Where the freehold title of multiple blocks in single estates has been sold to unscrupulous speculators without prior knowledge of qualifying leaseholders right of first refusal (RFR), in criminal breach of s 4, part 1, of the LTA 1987 (as amended by the Housing Act 1996), the majority qualifying leaseholders are entitled to force resale and purchase the freehold title “on like terms” to the original disposal and do so without time limit (that is where s5/s3A notice of entitlement has been ignored).
Thus, where the original disposal was made as a single estate, the subsequent RTM company can only be likewise, and any attempt by the now criminal freeholder to evade this and, thereafter, seek to sell title to the qualify leaseholders on each block separately is a criminal fraud.
As this illegal business has already taken place on a grand scale and continues unabated, it demands investigation.by the appropriate authority forthwith.
Simon
Very good point Alec. A housing Ombudsman should be brought in instead of the First Tier tribunal. The legal changes should be driven by the many leaseholders and best practice outside of England and Wales, not the few who profit from the present system. It is easy to envisage ineffectual tinkering around the edges. We need MPs and legislators to be bold enough to take on vested interests. Without being political, Labour would, not so sure about the Conservatives, although Peter Bottomley is doing a good job.
Nigel Shingler
How would a Housing Ombudsman be better than the First Tier Tribunal.
I am a member of a public limited company,admittedly it is an RMC, but as a member I should receive the same rights as any other member of a public limited company.

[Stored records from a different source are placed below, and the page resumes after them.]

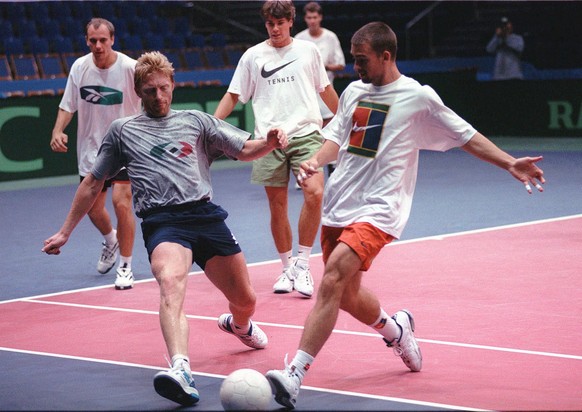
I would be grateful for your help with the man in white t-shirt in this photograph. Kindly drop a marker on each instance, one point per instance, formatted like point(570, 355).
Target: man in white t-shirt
point(283, 76)
point(100, 88)
point(382, 122)
point(331, 52)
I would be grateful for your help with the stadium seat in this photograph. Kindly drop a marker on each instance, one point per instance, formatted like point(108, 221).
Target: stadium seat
point(175, 41)
point(38, 45)
point(194, 59)
point(63, 44)
point(13, 45)
point(233, 54)
point(153, 41)
point(24, 67)
point(217, 40)
point(69, 59)
point(196, 40)
point(175, 57)
point(215, 58)
point(5, 72)
point(50, 66)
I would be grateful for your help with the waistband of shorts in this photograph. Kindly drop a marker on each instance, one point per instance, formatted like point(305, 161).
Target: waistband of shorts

Why then did Ombudsman Services Property decide I was entitled to receive the statutory accounts as filed at Companies House but because this did not include a Directors’ Report I was not entitled to receive one. The Investigating Officer went even further stating “We would note that it is the service charge accounts which
provide details of expenditure to which you contribute and these are provided to leaseholders when contributions towards service charge funds are requested.”
They totally ignored any rights as a member of a private limited company that I was entitled to. It would appear that Leaseholders even if they are double hatted as members/shareholders as well will be denied their rights.
Sarah Davies
With thanks to LKP and Michael and many others for their campaigning;
Could I request that if you have any opportunity to influence RTM reform, please could you consider asking for RTM reform to include the word HOUSE?

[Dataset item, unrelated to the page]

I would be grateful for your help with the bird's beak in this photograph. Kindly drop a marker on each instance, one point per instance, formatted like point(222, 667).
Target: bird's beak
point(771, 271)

Sorry to shout the word house… but my colleagues and I feel that if “leasehold houses” were included in RTM, our suffering at the hands of really unscrupulous agents would have been substantially reduced over many years.
admin
This is a good point. It would be a means to escape ‘fleecehold’. Perhaps needs extending to freehold houses, too.
Joe
Most leaseholders are not experts in property law and the very idea of going to a first tier tribunal sends the shivers down most ordinary folk.
We need a Housing Ombudsman where professional and their expensive briefs don’t have more power and influence than the leaseholder
David McArthur
Joe, I take it you have never engaged with ombudsmen? What makes you believe that a government appointed ombudsman would be any different from a first tier tribunal? Naivety is alive and well and thriving.

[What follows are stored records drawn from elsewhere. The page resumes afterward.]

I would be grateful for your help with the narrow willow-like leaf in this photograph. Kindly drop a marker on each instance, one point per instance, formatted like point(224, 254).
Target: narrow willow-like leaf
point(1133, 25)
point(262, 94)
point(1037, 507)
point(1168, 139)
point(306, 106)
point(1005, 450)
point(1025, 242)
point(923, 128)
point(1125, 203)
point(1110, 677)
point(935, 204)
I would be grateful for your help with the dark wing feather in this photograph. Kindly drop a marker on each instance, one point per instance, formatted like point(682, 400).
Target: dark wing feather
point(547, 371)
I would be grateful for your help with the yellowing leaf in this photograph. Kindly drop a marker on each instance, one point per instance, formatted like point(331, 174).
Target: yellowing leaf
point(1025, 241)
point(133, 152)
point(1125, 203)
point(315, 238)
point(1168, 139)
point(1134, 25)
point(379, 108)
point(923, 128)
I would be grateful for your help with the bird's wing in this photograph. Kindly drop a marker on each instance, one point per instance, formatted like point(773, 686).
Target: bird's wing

The Law Commission recently held a get-together – invitees only, less than ten per cent of those present represented leaseholders. The overwhelming majority were those with freehold interests.
The Commission recently requested Barrister Justin Bates to join their team considering RTM. LKP report ” He (Justin Bates) has been named in Parliament on a number of occasions, and once amid an accusation of “legal torture” by Sir Peter Bottomley concerning a retirement site in Worthing”. They go on to say that Justin Bates acts for the most enthusiastic monetisers in the freehold game.
There is only one solution to leasehold, ABOLITION.
Dylan Morris
One of the worst aspects of RTM is that the RTM company cannot threaten forfeiture of the lease if service charges remain unpaid. We have RTM (been a disaster) and a leaseholder who hasn’t paid one penny yet in service charges. Yes solicitors can be instructed and a Court Judgement obtained but a leaseholder can simply ignore the CCJ especially if they already have a broken credit history and don’t give a damn. So service charge arrears can build up indefinitely and there’s nothing effectively the RTM company can do about it. Power to forfeit the lease needs to be available under any new RTM legislation.